Abstract
Background
Prior to the approval of the anti-CTLA-4 antibody ipilimumab in 2011, patients suffering from melanoma with distant metastases faced a poor prognosis with a median overall survival of 6–10 months. The approval of immune check point inhibitors, which can achieve long-term survival for patients with metastatic melanoma, represents a breakthrough.
Aim and methods
The currently approved systemic therapies for melanoma, taking into account the data presented at the Annual Meeting 2017 of the American Society of Clinical Oncology (ASCO) and the European Society for Medical Oncology (ESMO), are summarized in this review.
Results and discussion
Compared to ipilimumab, the two anti-PD-1 antibodies pembrolizumab and nivolumab are showing higher efficacy with lower toxicity. The combination of nivolumab and ipilimumab was approved in 2016 and achieved a response rate of 58% and a 3-year survival rate of 58%. Severe grade 3/4 adverse events occurred in 55% of the patients.

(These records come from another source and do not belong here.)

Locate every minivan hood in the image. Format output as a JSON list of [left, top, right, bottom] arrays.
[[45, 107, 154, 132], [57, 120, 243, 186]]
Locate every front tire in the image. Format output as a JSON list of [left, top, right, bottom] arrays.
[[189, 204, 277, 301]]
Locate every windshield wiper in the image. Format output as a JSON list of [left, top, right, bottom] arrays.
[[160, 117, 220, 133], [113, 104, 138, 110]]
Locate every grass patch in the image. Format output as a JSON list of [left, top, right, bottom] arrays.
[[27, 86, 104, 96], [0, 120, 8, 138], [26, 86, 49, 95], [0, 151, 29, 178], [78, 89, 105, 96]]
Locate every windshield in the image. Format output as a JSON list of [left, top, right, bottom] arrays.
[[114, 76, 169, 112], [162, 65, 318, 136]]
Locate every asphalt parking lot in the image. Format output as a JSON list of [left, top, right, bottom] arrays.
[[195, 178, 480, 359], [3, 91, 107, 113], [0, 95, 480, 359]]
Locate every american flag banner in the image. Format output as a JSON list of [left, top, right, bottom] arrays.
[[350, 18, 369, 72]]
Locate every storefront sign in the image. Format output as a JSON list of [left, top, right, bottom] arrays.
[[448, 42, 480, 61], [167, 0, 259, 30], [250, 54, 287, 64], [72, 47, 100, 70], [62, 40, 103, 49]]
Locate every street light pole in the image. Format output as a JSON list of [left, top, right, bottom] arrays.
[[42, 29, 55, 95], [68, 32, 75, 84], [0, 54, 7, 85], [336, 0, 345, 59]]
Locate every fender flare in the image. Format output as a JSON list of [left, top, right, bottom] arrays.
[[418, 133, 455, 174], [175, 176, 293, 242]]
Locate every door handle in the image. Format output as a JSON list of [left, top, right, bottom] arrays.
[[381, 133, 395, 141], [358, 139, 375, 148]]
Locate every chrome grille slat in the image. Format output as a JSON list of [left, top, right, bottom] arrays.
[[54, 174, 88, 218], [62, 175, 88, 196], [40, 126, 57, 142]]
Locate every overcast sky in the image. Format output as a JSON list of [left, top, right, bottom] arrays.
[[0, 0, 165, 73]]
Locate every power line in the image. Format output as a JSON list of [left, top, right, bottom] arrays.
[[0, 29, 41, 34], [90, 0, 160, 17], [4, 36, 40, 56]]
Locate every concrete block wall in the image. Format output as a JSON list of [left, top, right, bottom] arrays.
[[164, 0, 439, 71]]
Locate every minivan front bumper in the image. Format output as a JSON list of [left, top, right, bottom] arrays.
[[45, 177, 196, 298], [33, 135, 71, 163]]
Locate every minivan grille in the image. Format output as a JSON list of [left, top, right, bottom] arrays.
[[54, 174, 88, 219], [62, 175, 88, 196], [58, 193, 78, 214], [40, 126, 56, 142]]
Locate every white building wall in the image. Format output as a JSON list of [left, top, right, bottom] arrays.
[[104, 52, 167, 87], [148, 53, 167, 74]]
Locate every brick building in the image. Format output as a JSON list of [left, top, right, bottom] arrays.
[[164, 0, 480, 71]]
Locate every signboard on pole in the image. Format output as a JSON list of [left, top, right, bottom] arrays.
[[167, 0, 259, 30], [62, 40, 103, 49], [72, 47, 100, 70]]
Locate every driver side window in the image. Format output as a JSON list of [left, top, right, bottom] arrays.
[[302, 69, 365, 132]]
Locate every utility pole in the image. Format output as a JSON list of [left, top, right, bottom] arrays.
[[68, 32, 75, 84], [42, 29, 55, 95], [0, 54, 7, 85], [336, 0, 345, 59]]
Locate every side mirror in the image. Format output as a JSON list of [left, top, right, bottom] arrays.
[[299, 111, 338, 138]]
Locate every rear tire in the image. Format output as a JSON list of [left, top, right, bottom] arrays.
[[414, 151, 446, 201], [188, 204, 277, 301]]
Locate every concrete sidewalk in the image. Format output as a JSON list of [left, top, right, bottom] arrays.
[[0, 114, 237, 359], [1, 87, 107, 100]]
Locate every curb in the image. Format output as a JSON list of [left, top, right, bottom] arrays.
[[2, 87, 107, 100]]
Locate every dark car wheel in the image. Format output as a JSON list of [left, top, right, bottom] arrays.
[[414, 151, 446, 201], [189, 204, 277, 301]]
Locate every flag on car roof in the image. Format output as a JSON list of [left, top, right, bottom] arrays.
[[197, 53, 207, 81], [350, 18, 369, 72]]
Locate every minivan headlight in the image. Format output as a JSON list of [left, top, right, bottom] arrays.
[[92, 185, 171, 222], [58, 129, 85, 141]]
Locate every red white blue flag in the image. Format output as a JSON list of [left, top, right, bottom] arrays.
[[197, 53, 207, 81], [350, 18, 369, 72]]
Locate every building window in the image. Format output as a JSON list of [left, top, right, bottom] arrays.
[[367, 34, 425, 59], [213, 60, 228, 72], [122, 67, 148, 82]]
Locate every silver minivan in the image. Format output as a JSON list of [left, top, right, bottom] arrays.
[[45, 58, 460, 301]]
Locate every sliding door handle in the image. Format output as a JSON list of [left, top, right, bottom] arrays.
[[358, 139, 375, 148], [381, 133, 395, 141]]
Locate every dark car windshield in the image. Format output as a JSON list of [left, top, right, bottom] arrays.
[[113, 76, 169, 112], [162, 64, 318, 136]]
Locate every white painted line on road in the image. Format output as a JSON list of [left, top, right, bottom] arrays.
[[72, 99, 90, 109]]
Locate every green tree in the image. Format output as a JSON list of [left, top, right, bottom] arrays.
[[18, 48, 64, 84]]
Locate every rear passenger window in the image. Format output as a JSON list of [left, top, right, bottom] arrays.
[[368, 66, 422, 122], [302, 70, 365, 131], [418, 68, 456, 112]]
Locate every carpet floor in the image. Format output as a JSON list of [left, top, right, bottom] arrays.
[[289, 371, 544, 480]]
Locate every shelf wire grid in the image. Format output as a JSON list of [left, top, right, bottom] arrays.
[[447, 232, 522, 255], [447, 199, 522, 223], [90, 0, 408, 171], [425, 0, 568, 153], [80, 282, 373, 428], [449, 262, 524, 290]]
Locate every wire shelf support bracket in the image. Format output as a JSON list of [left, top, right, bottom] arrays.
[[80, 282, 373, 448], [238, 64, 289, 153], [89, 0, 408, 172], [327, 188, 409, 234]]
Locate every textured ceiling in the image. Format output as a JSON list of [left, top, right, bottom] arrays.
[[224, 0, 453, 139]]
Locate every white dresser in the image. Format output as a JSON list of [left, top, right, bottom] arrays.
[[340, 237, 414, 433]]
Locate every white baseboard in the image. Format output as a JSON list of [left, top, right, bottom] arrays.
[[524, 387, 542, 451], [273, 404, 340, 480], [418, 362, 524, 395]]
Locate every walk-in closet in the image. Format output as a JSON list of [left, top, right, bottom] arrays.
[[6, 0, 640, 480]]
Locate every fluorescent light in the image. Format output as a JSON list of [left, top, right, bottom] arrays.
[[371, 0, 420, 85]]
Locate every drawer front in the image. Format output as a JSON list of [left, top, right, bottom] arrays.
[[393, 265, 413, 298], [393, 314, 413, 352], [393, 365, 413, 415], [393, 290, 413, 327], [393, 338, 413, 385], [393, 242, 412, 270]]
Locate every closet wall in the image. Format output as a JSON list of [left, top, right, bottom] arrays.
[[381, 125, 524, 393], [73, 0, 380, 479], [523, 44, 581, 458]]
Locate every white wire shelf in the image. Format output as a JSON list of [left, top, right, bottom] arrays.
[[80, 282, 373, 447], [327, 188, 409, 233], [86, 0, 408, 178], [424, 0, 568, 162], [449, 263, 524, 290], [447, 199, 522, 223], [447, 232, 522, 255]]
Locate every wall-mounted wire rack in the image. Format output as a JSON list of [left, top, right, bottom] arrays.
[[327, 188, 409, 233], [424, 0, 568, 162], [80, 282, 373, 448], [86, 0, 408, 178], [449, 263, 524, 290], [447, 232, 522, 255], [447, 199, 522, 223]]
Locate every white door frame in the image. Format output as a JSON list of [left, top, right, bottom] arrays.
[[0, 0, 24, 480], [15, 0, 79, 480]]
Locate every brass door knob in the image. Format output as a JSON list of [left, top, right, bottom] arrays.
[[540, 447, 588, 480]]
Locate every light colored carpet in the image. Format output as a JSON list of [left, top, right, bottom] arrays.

The early diagnosis of immune-mediated side effects and their adequate treatment, using systemic glucocorticosteroids and other immunosuppressive drugs if necessary, is an indispensable prerequisite for successful therapy. Combined nivolumab and ipilimumab achieved intracranial response rates of 42–55% in patients with metastatic melanoma and brain metastases, with no increase in toxicity compared to patients without brain metastases. In light of the therapeutic success of immune checkpoint inhibitors, several studies are currently underway to evaluate anti-PD-1 antibodies in the adjuvant setting. Current and future studies are increasingly investigating innovative immunocombination therapies, e. g. anti-PD-1 antibodies in combination with IDO inhibitors (IDO, indoleamine-pyrrole 2,3-dioxygenase). Data available now suggest high efficacy and low toxicity.